Another businessman who looks likely to benefit is Dean Holgate. Only 23, he has struggled over the last year to keep his computer-repair shop in the market square going while also working full-time in IT support at a factory down the road in Nuneaton. As increasing numbers of retailers in Atherstone expand their IT systems and move towards broadband, he can now see a business opportunity for himself in the town, and has decided to base himself full-time in his shop. He's going to stock computer books, and he's also hopeful of securing a grant to open an internet café.
"We are jumping on the bandwagon," he says. "The book town is going to be good for business, because it will boost trade and it will boost tourism. It will bring new blood into the town, and that can only be good."
One major boost for the Atherstone project came when Allen Lloyd became involved. Lloyd opened his first branch of what became the Lloyds Pharmacy empire in the town; in 1997 he made a reported £32m personal profit when he sold the group. "He likes the town," says Hanna. "He has a vision for Atherstone, to make it better than when he started here."
Lloyd owns a lot of property in the town, and is doing it up in preparation for prospective tenants. He's also restoring the Old Red Lion, a Georgian coaching inn that had fallen into disrepair; there will be 28 bedrooms, a wine bar, and - of course - a bookshop.
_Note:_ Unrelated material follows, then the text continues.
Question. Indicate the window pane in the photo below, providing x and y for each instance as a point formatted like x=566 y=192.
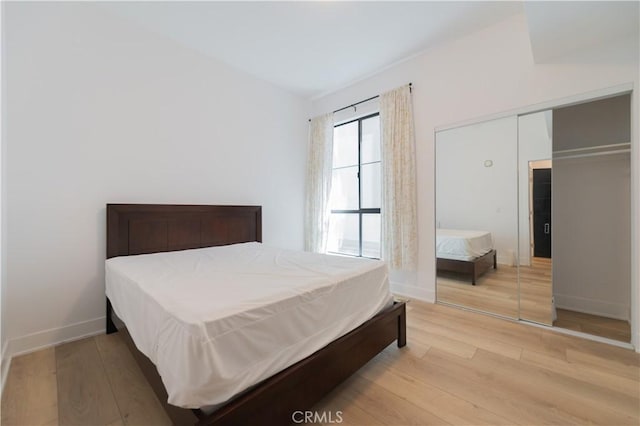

Plenty of other businesses are also on board. A hotelier plans to sell food-and-wine titles, and the proprietor of a Chinese restaurant is talking about oriental books. Others are quietly supportive. "It's something different, and a small town like this lends itself to it. Good luck to them," says John Day, a florist. "Anything that brought the tourists in would be good," says Lois Jones in the sweetshop.
When he first read about the book-town concept, Councillor Richard Meredith confesses to "jumping up and down with excitement". A year on, he's still convinced that this will be the making of Atherstone. "Sometimes in life, things come along, and if you don't grab them with both hands then and there, they are gone," he says. "We've grabbed this one with both hands."